Cette offensive intervient alors que Mohamed Ould Ghazouani lui-même n’a, à ce stade, formulé aucune demande publique de prolongation. Son entourage immédiat oscille entre prudence et silence calculé, laissant les relais locaux occuper le terrain. Pour les analystes politiques mauritaniens, cette stratégie d’ambiguïté n’est pas inédite dans la sous-région : elle a précédé plusieurs révisions constitutionnelles en Afrique de l’Ouest et en Afrique centrale au cours de la dernière décennie.
Une opposition mobilisée et un dialogue national fragilisé
Du côté de l’opposition, le front du refus se structure rapidement. Plusieurs partis et figures de la société civile dénoncent une manœuvre visant à vider de sa substance la limitation des mandats, considérée comme l’un des rares garde-fous démocratiques hérités des réformes des années 2010. Pour ces formations, toute tentative de révision dans ce sens reviendrait à signer la fin du pluralisme institutionnel et à enclencher une dérive comparable à celles observées chez plusieurs voisins.
Le débat fragilise le dialogue national que le pouvoir entendait ouvrir pour traiter de questions sensibles, depuis la cohésion communautaire jusqu’aux réformes économiques. Plusieurs organisations d’opposition conditionnent désormais leur participation à un engagement clair du président sur le respect du calendrier constitutionnel. Sans cette garantie, le processus risque de tourner à la chambre d’enregistrement, vidé de la légitimité que le pouvoir cherchait précisément à y trouver.

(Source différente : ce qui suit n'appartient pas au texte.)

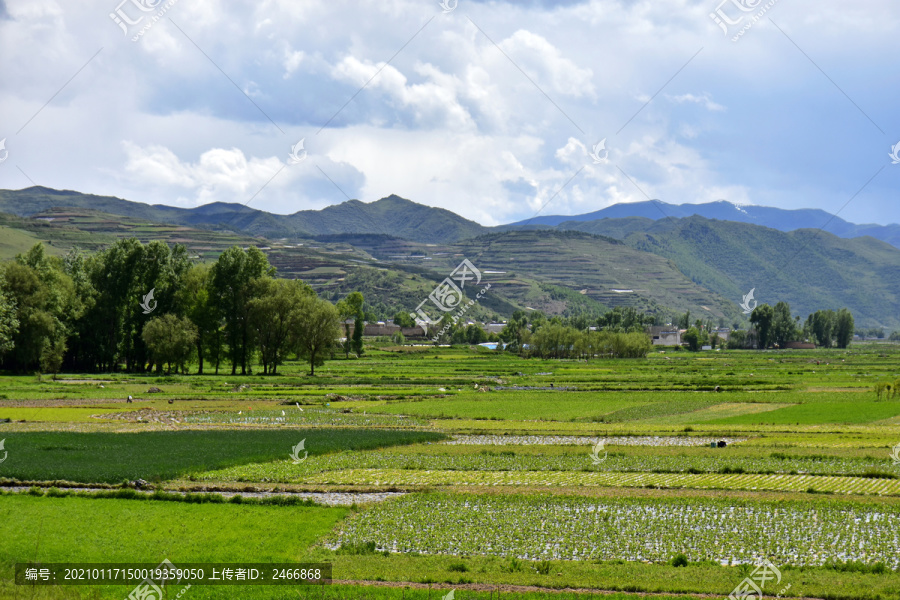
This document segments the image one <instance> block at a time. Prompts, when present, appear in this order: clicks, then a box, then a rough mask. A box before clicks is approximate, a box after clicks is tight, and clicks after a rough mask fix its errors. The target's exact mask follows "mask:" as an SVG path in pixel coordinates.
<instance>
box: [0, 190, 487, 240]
mask: <svg viewBox="0 0 900 600" xmlns="http://www.w3.org/2000/svg"><path fill="white" fill-rule="evenodd" d="M60 207H66V208H69V207H77V208H80V209H90V210H96V211H100V212H103V213H107V214H112V215H119V216H123V217H129V218H132V219H139V220H144V221H151V222H156V223H169V224H173V225H183V226H187V227H193V228H197V229H211V230H217V231H234V232H240V233H244V234H247V235H252V236H261V237H266V238H268V239H280V238H295V237H311V236H316V235H327V234H341V233H373V234H378V233H381V234H389V235H393V236H397V237H403V238H407V239H410V240H414V241H418V242H439V243H440V242H452V241H456V240H460V239H464V238H467V237H473V236H476V235H480V234H482V233H485V232H487V231H488V229H487V228H486V227H483V226H481V225H479V224H478V223H475V222H474V221H469V220H467V219H464V218H462V217H460V216H459V215H457V214H455V213H452V212H450V211H448V210H444V209H441V208H432V207H430V206H425V205H422V204H417V203H415V202H412V201H410V200H406V199H404V198H400V197H399V196H388V197H387V198H382V199H381V200H377V201H375V202H371V203H368V204H367V203H365V202H360V201H359V200H349V201H347V202H343V203H341V204H337V205H334V206H329V207H327V208H324V209H322V210H306V211H300V212H296V213H294V214H292V215H275V214H271V213H268V212H265V211H261V210H256V209H254V208H250V207H247V206H244V205H241V204H228V203H222V202H215V203H212V204H207V205H204V206H199V207H196V208H192V209H187V208H178V207H173V206H165V205H149V204H144V203H141V202H131V201H128V200H122V199H121V198H113V197H110V196H96V195H93V194H82V193H79V192H73V191H68V190H53V189H50V188H45V187H39V186H36V187H30V188H25V189H23V190H0V212H5V213H9V214H14V215H17V216H20V217H31V216H34V215H36V214H39V213H42V212H45V211H47V210H50V209H53V208H60Z"/></svg>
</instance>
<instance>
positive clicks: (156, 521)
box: [0, 344, 900, 600]
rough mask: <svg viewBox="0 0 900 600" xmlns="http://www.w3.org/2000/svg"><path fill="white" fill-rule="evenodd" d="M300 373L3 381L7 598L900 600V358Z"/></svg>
mask: <svg viewBox="0 0 900 600" xmlns="http://www.w3.org/2000/svg"><path fill="white" fill-rule="evenodd" d="M816 361H818V364H817V363H816ZM280 371H282V372H281V373H280V374H279V375H277V376H260V375H247V376H231V375H219V376H217V375H213V374H204V375H185V376H175V375H173V376H165V377H159V376H151V375H126V374H121V373H118V374H111V375H110V374H106V375H96V376H91V375H84V374H65V373H63V374H60V375H58V376H57V377H56V378H53V377H51V376H43V377H36V376H33V375H30V376H24V375H10V376H4V377H2V378H0V440H3V452H5V453H6V458H5V459H4V460H2V462H0V485H2V487H3V490H5V491H3V492H2V493H0V515H2V516H3V520H2V523H3V524H2V525H0V534H2V539H3V540H4V542H3V544H0V570H2V576H0V598H39V599H47V600H57V599H79V600H80V599H82V598H84V599H88V598H96V599H103V598H124V597H126V596H127V595H128V594H129V592H130V590H131V588H129V587H127V586H121V585H106V586H104V585H97V586H77V587H68V586H66V587H63V586H50V587H41V586H35V587H28V588H23V587H22V586H16V585H15V584H14V583H13V581H12V579H13V575H12V574H13V569H14V566H15V564H16V563H21V562H27V561H42V562H64V561H80V562H117V561H119V562H125V561H128V562H132V561H134V562H148V563H153V562H155V563H158V562H160V561H162V560H163V559H165V558H168V559H169V560H170V561H172V562H173V563H175V564H178V563H179V562H192V563H196V562H204V561H206V562H226V561H244V562H257V563H259V562H263V563H266V562H268V563H273V562H301V561H313V562H327V563H330V564H331V565H332V566H333V570H334V571H333V572H334V579H335V581H334V584H333V585H331V586H326V587H325V588H319V587H317V588H315V589H309V588H303V587H296V586H293V587H285V588H283V587H277V586H255V587H254V586H240V587H221V586H210V585H200V584H198V585H194V586H192V587H191V588H190V589H188V590H187V591H186V592H185V593H184V595H183V596H181V597H180V598H182V599H183V600H190V599H191V598H234V597H240V598H249V599H260V600H262V599H287V598H300V599H301V600H302V599H303V598H306V597H307V596H308V597H310V598H334V599H336V600H337V599H339V598H348V599H349V598H372V599H382V598H384V599H395V598H397V599H401V600H402V599H405V598H422V599H425V598H433V599H435V600H437V599H438V598H443V597H445V596H446V594H448V593H449V592H450V591H451V590H454V594H455V598H458V599H469V598H471V599H473V600H474V599H490V600H493V598H495V597H498V595H501V596H502V597H503V598H521V599H523V600H532V599H534V600H536V599H538V598H542V599H543V598H558V599H559V600H563V599H568V598H588V597H593V594H595V593H597V592H604V593H605V594H606V595H604V596H603V597H605V598H615V599H625V598H640V597H645V596H644V595H645V594H659V595H655V596H652V597H653V598H708V597H719V598H725V597H727V596H728V595H729V594H730V593H731V591H732V590H733V589H734V588H735V587H736V586H737V585H738V584H739V583H740V582H741V581H742V580H743V579H744V578H745V577H747V576H749V575H750V574H751V573H752V572H753V569H754V568H755V565H756V564H757V563H758V562H759V561H761V560H763V559H767V560H769V561H770V562H771V564H772V565H775V566H776V567H777V568H778V569H779V571H780V572H779V575H780V581H778V582H777V584H776V583H775V582H774V581H773V582H769V583H768V585H767V587H766V588H765V589H764V591H765V593H766V594H767V595H769V596H776V595H778V594H781V596H782V597H793V598H828V599H834V600H836V599H840V598H846V599H848V600H849V599H866V600H875V599H882V600H886V599H889V598H900V571H898V569H900V561H898V558H897V551H896V550H897V548H898V547H900V539H898V537H897V535H898V534H897V531H898V530H900V457H898V456H897V451H895V450H894V447H895V446H897V445H898V444H900V418H898V417H900V401H898V400H896V399H884V398H882V399H878V398H877V397H876V395H875V393H874V391H873V386H874V385H875V384H876V383H878V382H889V381H894V380H895V379H897V378H898V377H900V347H895V346H891V345H886V344H885V345H878V344H870V345H866V344H862V345H854V346H852V347H851V348H849V349H847V350H833V351H825V350H816V351H812V350H801V351H767V352H752V351H722V352H716V353H712V352H703V353H696V354H695V353H687V352H671V351H669V352H666V353H658V352H657V353H653V354H651V355H650V356H649V357H648V358H647V359H636V360H605V361H578V360H537V359H522V358H518V357H515V356H510V355H508V354H503V353H497V352H494V351H490V350H487V349H484V348H480V347H452V348H435V347H410V346H406V347H397V346H390V345H381V346H379V345H378V344H375V345H373V346H371V347H369V348H367V352H366V354H365V356H364V357H363V358H359V359H357V358H355V357H351V358H350V359H344V358H343V357H342V356H337V357H335V358H334V359H333V360H330V361H328V362H326V364H325V366H323V367H321V368H319V369H317V370H316V376H315V377H310V376H307V375H305V366H304V365H302V364H300V363H295V362H289V363H288V364H286V365H285V366H284V368H283V369H280ZM716 386H718V387H719V390H720V391H719V392H716V391H715V388H716ZM151 388H157V389H158V391H156V390H154V391H152V392H151V391H150V390H151ZM128 396H133V397H134V400H133V402H132V403H128V402H127V401H126V398H127V397H128ZM7 419H8V420H9V421H6V420H7ZM301 441H303V442H304V444H303V447H302V448H301V449H300V451H299V454H298V455H297V458H296V459H295V458H294V457H293V456H292V452H293V450H294V448H295V447H296V446H297V444H298V443H299V442H301ZM720 441H722V442H725V446H724V447H720V444H718V443H717V442H720ZM136 480H144V481H145V482H146V483H141V484H140V485H138V489H135V486H136V484H135V483H134V482H135V481H136ZM53 486H56V488H59V489H53ZM141 487H143V488H144V489H140V488H141ZM29 490H30V491H29ZM178 592H179V589H174V588H173V589H172V590H170V591H167V593H168V594H170V596H169V597H170V598H174V597H175V596H176V595H177V594H178ZM647 597H650V596H647Z"/></svg>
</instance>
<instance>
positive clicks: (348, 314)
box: [337, 292, 365, 358]
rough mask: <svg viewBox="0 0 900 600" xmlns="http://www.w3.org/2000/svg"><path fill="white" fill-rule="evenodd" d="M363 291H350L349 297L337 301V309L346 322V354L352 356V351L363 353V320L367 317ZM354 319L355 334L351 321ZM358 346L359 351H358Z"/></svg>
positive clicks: (345, 351)
mask: <svg viewBox="0 0 900 600" xmlns="http://www.w3.org/2000/svg"><path fill="white" fill-rule="evenodd" d="M364 302H365V299H364V298H363V295H362V292H350V293H349V294H347V297H346V298H344V299H343V300H341V301H340V302H338V303H337V311H338V315H339V316H340V319H341V322H342V323H343V324H344V355H345V358H350V351H351V350H352V351H354V352H355V353H356V355H357V356H360V354H362V334H363V331H362V325H361V324H362V321H363V319H364V317H365V315H364V313H363V303H364ZM351 319H352V320H353V334H352V337H351V334H350V323H349V322H348V321H350V320H351ZM357 348H358V349H359V352H357V351H356V350H357Z"/></svg>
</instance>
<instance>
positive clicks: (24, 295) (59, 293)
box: [0, 244, 80, 372]
mask: <svg viewBox="0 0 900 600" xmlns="http://www.w3.org/2000/svg"><path fill="white" fill-rule="evenodd" d="M0 288H2V289H3V290H5V294H6V296H7V303H6V304H7V306H8V307H14V308H13V309H10V308H7V312H10V311H12V312H11V320H15V321H16V322H17V323H18V325H17V327H16V328H15V333H12V330H11V329H9V327H8V326H7V329H8V331H9V332H10V333H12V335H11V337H12V347H11V348H10V349H9V350H8V351H7V353H6V355H5V360H6V362H8V363H9V366H10V367H12V368H14V369H16V370H20V371H26V370H31V369H35V368H41V369H45V370H47V371H52V372H56V371H58V370H59V367H60V366H61V364H62V359H63V356H64V354H65V343H66V338H67V336H68V326H67V322H69V321H71V320H72V319H76V318H77V317H78V316H79V315H80V308H79V304H78V301H77V297H76V295H75V288H74V285H73V283H72V280H71V278H70V277H69V276H68V275H66V274H65V272H64V271H63V265H62V261H61V260H60V259H55V258H51V257H48V256H46V255H45V254H44V248H43V245H42V244H37V245H35V246H34V247H32V248H31V250H29V251H28V252H27V253H25V254H24V255H22V254H20V255H18V256H17V257H16V259H15V260H14V261H13V262H11V263H9V264H7V265H6V266H5V268H4V269H3V272H2V275H0ZM7 320H8V325H9V324H11V320H10V317H8V318H7Z"/></svg>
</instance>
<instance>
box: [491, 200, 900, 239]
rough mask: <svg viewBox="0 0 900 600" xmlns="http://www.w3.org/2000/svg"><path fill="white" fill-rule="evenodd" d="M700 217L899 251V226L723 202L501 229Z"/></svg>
mask: <svg viewBox="0 0 900 600" xmlns="http://www.w3.org/2000/svg"><path fill="white" fill-rule="evenodd" d="M691 216H700V217H705V218H707V219H717V220H720V221H736V222H738V223H750V224H753V225H760V226H763V227H770V228H772V229H778V230H779V231H794V230H796V229H816V228H822V229H824V231H827V232H829V233H832V234H834V235H836V236H839V237H843V238H853V237H861V236H864V235H868V236H871V237H874V238H876V239H879V240H882V241H884V242H887V243H889V244H891V245H893V246H894V247H897V248H900V225H897V224H891V225H873V224H869V225H857V224H855V223H850V222H848V221H845V220H843V219H841V218H840V217H836V216H834V215H832V214H831V213H828V212H826V211H824V210H819V209H816V208H803V209H795V210H785V209H781V208H773V207H771V206H754V205H736V204H732V203H731V202H726V201H725V200H719V201H718V202H709V203H706V204H667V203H665V202H660V201H659V200H649V201H646V202H630V203H626V204H614V205H612V206H609V207H607V208H604V209H602V210H598V211H594V212H590V213H585V214H582V215H569V216H564V215H547V216H541V217H534V218H533V219H530V220H528V221H519V222H517V223H510V224H509V225H504V226H503V227H504V228H506V229H517V228H522V227H532V228H534V227H560V228H562V229H579V230H582V231H588V230H590V229H589V228H582V227H579V226H578V225H577V224H578V223H589V222H594V221H598V220H601V219H625V218H641V219H650V220H653V221H658V220H660V219H670V218H676V219H680V218H686V217H691Z"/></svg>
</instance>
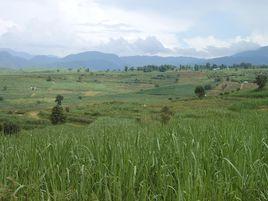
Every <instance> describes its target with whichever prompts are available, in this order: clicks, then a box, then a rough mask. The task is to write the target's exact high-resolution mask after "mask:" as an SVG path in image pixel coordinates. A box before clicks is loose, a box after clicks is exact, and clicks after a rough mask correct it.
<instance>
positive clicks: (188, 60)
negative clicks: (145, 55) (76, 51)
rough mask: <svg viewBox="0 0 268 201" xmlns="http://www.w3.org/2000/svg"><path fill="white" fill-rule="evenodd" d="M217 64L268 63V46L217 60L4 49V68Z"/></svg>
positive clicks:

Reste que la Mauritanie demeure, à ce jour, l’un des rares pays de l’espace sahélien à n’avoir pas basculé dans une rupture constitutionnelle ces dernières années. Nouakchott a entretenu une posture d’équilibre entre les juntes du Mali, du Burkina Faso et du Niger d’un côté, et les partenaires occidentaux et golfiques de l’autre. Une révision contestée affecterait directement ce positionnement diplomatique, alors que le pays préside encore récemment l’Union africaine et entend peser sur les dossiers migratoires et sécuritaires régionaux.
Enjeux économiques et signaux envoyés aux partenaires extérieurs
L’enjeu dépasse le seul champ politique intérieur. La Mauritanie attend, dans les prochains mois, la montée en puissance du champ gazier Grand Tortue Ahmeyim, opéré avec le Sénégal voisin, ainsi que de nouveaux investissements dans le minerai de fer et l’hydrogène vert. Ces projets exigent une stabilité institutionnelle perçue comme prévisible par les bailleurs et les majors énergétiques. Une crise constitutionnelle prolongée pourrait peser sur la prime de risque du pays et compliquer les négociations avec les partenaires multilatéraux.
Les chancelleries européennes et les capitales du Golfe, partenaires de premier plan de Nouakchott en matière sécuritaire et financière, suivent désormais avec attention l’évolution du dossier. Le silence présidentiel sera difficile à tenir longtemps : plus la polémique enfle, plus la clarification deviendra inévitable. À l’horizon des prochaines échéances locales, le positionnement de Mohamed Ould Ghazouani sur la question du troisième mandat constituera le marqueur central de la trajectoire politique mauritanienne. Selon PressAfrik, la perspective d’un dialogue national se trouve d’ores et déjà compromise par cette controverse.